Les bailleurs de centres commerciaux, ayant constaté la résilience et la rentabilité des épiceries en tant que locataires principaux pendant la pandémie, cherchent désormais à en attirer davantage. Ils sont prêts à investir pour leur aménager de l’espace, notamment en fusionnant des locaux plus petits pour créer un espace plus grand dédié à l’épicerie.

« Aujourd’hui, tout le monde veut un magasin d’alimentation. Les gens font généralement leurs courses une à deux fois par semaine, ce qui génère du trafic dont bénéficient les autres locataires. »
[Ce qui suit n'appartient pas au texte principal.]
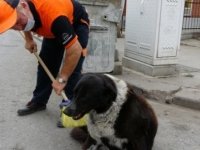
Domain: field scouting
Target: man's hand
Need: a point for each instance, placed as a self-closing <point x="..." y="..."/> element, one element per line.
<point x="31" y="46"/>
<point x="58" y="87"/>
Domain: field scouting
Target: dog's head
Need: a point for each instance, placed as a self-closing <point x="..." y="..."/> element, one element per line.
<point x="92" y="92"/>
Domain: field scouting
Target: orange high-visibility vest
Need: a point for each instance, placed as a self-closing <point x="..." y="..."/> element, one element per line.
<point x="49" y="10"/>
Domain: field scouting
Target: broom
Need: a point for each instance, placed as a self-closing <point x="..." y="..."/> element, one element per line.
<point x="66" y="120"/>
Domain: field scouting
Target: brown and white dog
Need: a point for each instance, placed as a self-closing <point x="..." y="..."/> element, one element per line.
<point x="118" y="119"/>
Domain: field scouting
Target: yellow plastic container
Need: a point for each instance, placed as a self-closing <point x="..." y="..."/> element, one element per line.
<point x="69" y="122"/>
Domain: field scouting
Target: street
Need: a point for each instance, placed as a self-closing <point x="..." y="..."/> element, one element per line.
<point x="179" y="128"/>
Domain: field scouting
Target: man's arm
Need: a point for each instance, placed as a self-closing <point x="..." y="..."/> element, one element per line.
<point x="71" y="58"/>
<point x="30" y="43"/>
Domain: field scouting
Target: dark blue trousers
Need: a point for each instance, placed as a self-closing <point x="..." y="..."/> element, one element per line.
<point x="52" y="52"/>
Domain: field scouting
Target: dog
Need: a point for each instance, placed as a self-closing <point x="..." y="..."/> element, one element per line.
<point x="118" y="118"/>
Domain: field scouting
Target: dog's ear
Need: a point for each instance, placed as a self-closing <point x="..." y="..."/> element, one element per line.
<point x="110" y="89"/>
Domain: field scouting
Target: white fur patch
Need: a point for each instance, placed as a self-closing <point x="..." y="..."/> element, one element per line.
<point x="101" y="125"/>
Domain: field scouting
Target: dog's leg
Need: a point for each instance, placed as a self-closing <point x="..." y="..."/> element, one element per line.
<point x="89" y="141"/>
<point x="98" y="147"/>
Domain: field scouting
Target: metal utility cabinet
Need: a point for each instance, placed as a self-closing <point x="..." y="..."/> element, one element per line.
<point x="153" y="30"/>
<point x="104" y="16"/>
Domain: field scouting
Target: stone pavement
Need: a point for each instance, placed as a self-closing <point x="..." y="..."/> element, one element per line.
<point x="183" y="88"/>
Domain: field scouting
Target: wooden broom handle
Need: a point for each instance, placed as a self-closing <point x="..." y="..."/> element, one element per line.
<point x="46" y="70"/>
<point x="48" y="73"/>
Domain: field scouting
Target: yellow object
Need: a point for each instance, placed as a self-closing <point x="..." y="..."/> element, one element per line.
<point x="69" y="122"/>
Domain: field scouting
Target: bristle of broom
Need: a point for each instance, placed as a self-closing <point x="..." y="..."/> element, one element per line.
<point x="69" y="122"/>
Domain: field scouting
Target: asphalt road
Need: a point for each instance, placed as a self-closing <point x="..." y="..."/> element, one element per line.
<point x="179" y="128"/>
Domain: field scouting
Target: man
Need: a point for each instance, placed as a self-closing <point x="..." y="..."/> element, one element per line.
<point x="64" y="24"/>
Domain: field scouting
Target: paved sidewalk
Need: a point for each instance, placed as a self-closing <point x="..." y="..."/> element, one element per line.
<point x="183" y="88"/>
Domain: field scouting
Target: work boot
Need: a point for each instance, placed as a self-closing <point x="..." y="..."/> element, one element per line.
<point x="31" y="108"/>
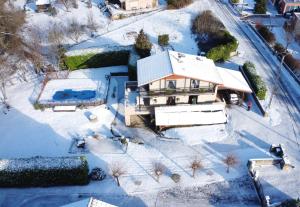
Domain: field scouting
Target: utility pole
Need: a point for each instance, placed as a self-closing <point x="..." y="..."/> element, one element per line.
<point x="277" y="78"/>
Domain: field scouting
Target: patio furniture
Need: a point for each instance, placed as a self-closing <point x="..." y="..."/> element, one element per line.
<point x="93" y="118"/>
<point x="80" y="143"/>
<point x="64" y="108"/>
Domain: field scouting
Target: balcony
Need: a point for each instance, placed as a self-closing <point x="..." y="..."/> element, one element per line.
<point x="177" y="91"/>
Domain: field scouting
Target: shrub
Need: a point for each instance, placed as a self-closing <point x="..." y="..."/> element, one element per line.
<point x="177" y="4"/>
<point x="195" y="165"/>
<point x="105" y="59"/>
<point x="143" y="45"/>
<point x="219" y="43"/>
<point x="260" y="7"/>
<point x="44" y="171"/>
<point x="206" y="23"/>
<point x="230" y="161"/>
<point x="163" y="40"/>
<point x="266" y="33"/>
<point x="223" y="51"/>
<point x="38" y="106"/>
<point x="292" y="62"/>
<point x="52" y="11"/>
<point x="256" y="81"/>
<point x="290" y="203"/>
<point x="279" y="48"/>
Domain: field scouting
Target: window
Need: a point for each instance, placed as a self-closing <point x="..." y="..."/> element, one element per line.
<point x="195" y="83"/>
<point x="171" y="84"/>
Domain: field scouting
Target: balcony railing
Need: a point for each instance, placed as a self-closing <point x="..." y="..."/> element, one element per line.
<point x="177" y="91"/>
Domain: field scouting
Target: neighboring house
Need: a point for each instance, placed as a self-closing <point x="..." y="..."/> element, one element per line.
<point x="296" y="22"/>
<point x="43" y="5"/>
<point x="286" y="5"/>
<point x="89" y="202"/>
<point x="180" y="89"/>
<point x="138" y="4"/>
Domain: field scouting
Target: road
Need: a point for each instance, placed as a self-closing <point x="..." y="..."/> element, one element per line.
<point x="266" y="64"/>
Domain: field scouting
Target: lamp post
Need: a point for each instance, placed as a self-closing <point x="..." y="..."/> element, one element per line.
<point x="277" y="79"/>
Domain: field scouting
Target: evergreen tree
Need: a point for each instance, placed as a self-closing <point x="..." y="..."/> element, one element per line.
<point x="143" y="45"/>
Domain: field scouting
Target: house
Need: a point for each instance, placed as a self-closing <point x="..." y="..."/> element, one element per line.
<point x="284" y="6"/>
<point x="43" y="5"/>
<point x="89" y="202"/>
<point x="138" y="4"/>
<point x="180" y="89"/>
<point x="296" y="22"/>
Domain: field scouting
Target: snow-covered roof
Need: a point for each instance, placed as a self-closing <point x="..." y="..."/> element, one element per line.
<point x="190" y="115"/>
<point x="170" y="63"/>
<point x="90" y="202"/>
<point x="234" y="80"/>
<point x="154" y="68"/>
<point x="42" y="2"/>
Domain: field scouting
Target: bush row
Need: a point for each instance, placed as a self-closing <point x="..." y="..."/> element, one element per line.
<point x="177" y="4"/>
<point x="223" y="51"/>
<point x="292" y="62"/>
<point x="105" y="59"/>
<point x="256" y="81"/>
<point x="43" y="172"/>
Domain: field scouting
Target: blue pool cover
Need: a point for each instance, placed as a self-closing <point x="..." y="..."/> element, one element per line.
<point x="69" y="94"/>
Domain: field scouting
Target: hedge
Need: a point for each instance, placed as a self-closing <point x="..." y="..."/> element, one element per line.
<point x="256" y="81"/>
<point x="43" y="171"/>
<point x="177" y="4"/>
<point x="113" y="58"/>
<point x="222" y="52"/>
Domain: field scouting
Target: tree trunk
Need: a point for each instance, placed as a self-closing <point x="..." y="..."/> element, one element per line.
<point x="3" y="91"/>
<point x="118" y="183"/>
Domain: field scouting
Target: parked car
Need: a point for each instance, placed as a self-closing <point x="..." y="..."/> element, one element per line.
<point x="233" y="98"/>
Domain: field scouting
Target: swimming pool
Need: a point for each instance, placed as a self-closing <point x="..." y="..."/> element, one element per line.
<point x="69" y="94"/>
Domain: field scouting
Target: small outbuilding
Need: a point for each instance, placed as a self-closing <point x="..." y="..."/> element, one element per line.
<point x="43" y="5"/>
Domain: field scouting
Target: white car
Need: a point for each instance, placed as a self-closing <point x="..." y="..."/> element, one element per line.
<point x="234" y="99"/>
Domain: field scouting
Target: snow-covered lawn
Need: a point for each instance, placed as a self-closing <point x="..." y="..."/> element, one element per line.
<point x="26" y="132"/>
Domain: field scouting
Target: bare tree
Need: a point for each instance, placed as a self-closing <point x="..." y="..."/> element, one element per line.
<point x="67" y="4"/>
<point x="75" y="30"/>
<point x="230" y="161"/>
<point x="116" y="171"/>
<point x="289" y="28"/>
<point x="91" y="23"/>
<point x="158" y="169"/>
<point x="195" y="165"/>
<point x="56" y="34"/>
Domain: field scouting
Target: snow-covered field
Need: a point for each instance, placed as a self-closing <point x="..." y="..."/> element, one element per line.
<point x="294" y="47"/>
<point x="26" y="132"/>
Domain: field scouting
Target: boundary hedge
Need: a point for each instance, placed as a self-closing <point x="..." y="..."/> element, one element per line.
<point x="257" y="83"/>
<point x="106" y="59"/>
<point x="44" y="171"/>
<point x="223" y="51"/>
« Les bailleurs reconnaissent la valeur ajoutée des loyers plus élevés et des taux d’occupation plus importants qui accompagnent généralement l’installation d’une épicerie. Les bailleurs de centres commerciaux en difficulté créeront de l’espace pour accueillir une épicerie en regroupant des unités commerciales peu performantes. »
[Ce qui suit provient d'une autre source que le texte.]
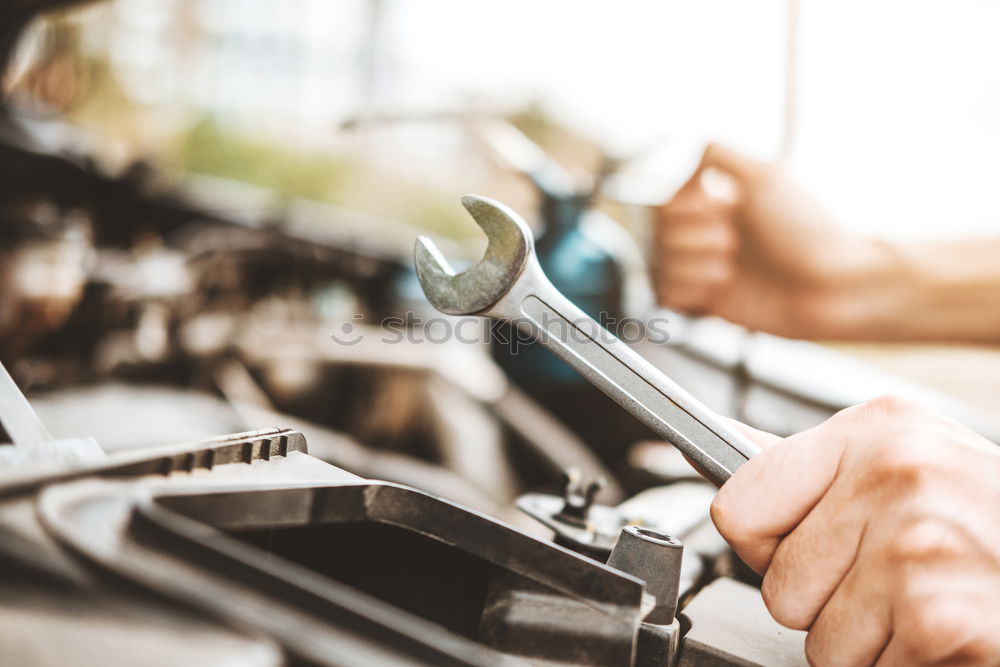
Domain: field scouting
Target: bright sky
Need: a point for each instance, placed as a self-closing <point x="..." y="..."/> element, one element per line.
<point x="898" y="100"/>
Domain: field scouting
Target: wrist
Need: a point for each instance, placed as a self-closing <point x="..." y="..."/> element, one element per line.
<point x="920" y="292"/>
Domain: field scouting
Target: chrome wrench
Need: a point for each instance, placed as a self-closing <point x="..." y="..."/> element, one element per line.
<point x="509" y="284"/>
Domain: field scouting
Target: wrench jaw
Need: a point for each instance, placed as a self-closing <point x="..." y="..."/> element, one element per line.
<point x="477" y="289"/>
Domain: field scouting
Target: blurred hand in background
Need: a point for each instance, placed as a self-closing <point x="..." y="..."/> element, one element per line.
<point x="760" y="252"/>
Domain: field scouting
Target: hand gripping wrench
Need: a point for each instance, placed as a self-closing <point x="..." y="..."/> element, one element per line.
<point x="509" y="284"/>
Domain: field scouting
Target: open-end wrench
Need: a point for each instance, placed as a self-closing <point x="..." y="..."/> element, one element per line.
<point x="509" y="284"/>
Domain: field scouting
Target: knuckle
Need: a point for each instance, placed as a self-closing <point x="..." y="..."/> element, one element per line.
<point x="938" y="628"/>
<point x="903" y="460"/>
<point x="926" y="540"/>
<point x="785" y="607"/>
<point x="732" y="525"/>
<point x="816" y="653"/>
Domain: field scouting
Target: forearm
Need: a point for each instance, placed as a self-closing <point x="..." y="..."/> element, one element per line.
<point x="943" y="291"/>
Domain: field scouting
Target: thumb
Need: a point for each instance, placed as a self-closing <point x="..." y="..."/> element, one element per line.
<point x="762" y="439"/>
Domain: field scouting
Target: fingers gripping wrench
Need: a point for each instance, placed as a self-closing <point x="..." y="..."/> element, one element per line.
<point x="509" y="284"/>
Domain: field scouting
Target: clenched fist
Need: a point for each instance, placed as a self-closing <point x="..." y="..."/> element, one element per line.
<point x="879" y="533"/>
<point x="765" y="255"/>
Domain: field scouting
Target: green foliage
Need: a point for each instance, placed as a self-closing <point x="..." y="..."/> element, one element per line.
<point x="208" y="149"/>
Il n’y a aucune garantie de succès

Matthew Jackson estime que les consommateurs canadiens aspirent à une concurrence accrue sur le marché de l’épicerie. Ils souhaitent avoir plus de choix que les cinq principaux acteurs du marché ainsi que découvrir de nouvelles marques de produits.

Bien qu’il existe de nombreuses histoires édifiantes comme celle de Target, certaines marques internationales ont connu un grand succès au Canada, notamment Apple, TJX, Sephora et Zara.

Cependant, il ne s’agissait pas de chaînes d’épicerie. La dernière grande marque d’épicerie à s’être installée au Canada, Whole Foods, n’a pas connu une croissance importante. Après 22 ans d’exploitation au nord de la frontière, elle ne compte que 14 magasins à l’échelle nationale.

« Whole Foods a une solide réputation et un public fidèle, mais ce succès ne s’est pas encore traduit en une présence nationale généralisée », souligne Matthew. Il note également qu’Eataly a récemment connu un succès sur le marché de Toronto et pourrait devenir une nouvelle chaîne nationale rivalisant avec les cinq principales entreprises sur le marché de niche des produits italiens.

La disponibilité pour l’implantation

Où pourraient s’installer les épiceries? Les immeubles à usage mixte récents disposent généralement de l’espace et des installations nécessaires pour le chargement et le stockage en chambre froide. Ces caractéristiques les rendent idéalement adaptés à la gestion d’une épicerie.

« Dans le passé, lorsque les anciens immeubles à usage mixte ont été construits, la livraison de produits alimentaires n’existait pas. Cependant, les nouveaux projets sont équipés de chambres froides pour les livraisons. Il en résulte des débouchées pour les épiceries dans les marchés urbains de Toronto, Montréal et Vancouver. »

Les épiciers doivent également envisager comment transporter les denrées périssables vers leurs magasins en utilisant un réseau de distribution. Un épicier américain pourrait potentiellement utiliser un réseau logistique existant pour expédier des produits non périssables à travers la frontière. Cependant, même avec ce point de départ, il aura probablement besoin de dépôts et de centres de distribution au Canada, où la demande en biens industriels surpasse actuellement celle des du détail.

De plus, un nouvel épicier doit prendre en compte les lois canadiennes sur l’emballage et fonctionner dans un système fiscal différent. Enfin, il se peut que ses marques et noms de produits entrent en conflit avec ceux d’entreprises déjà établies au Canada.

L’aide de CBRE

« Cela peut être assez déconcertant. C’est là que les conseillers en commerce de détail et en immobilier entrent en jeu », témoigne Matthew. Il précise que son équipe et lui ont participé au déploiement de grandes marques américaines. Ils sont en mesure de s’allier à des clients pour tracer un chemin vers leur implantation au Canada.

Une fois toutes les conditions satisfaites, quel est le délai pour l’ouverture d’un nouveau magasin d’alimentation au Canada?

« Si le détaillant a rempli toutes ses obligations juridiques, logistiques, immobilières et de distribution, il est tout à fait raisonnable d’anticiper l’apparition de chariots dans les allées d’une nouvelle chaîne d’épicerie d’ici 12 à 18 mois », conclut Matthew.

L’anticipation monte parmi les consommateurs canadiens qui sont impatients d’une concurrence accrue, d’un choix élargi et, espérons-le, de meilleurs prix.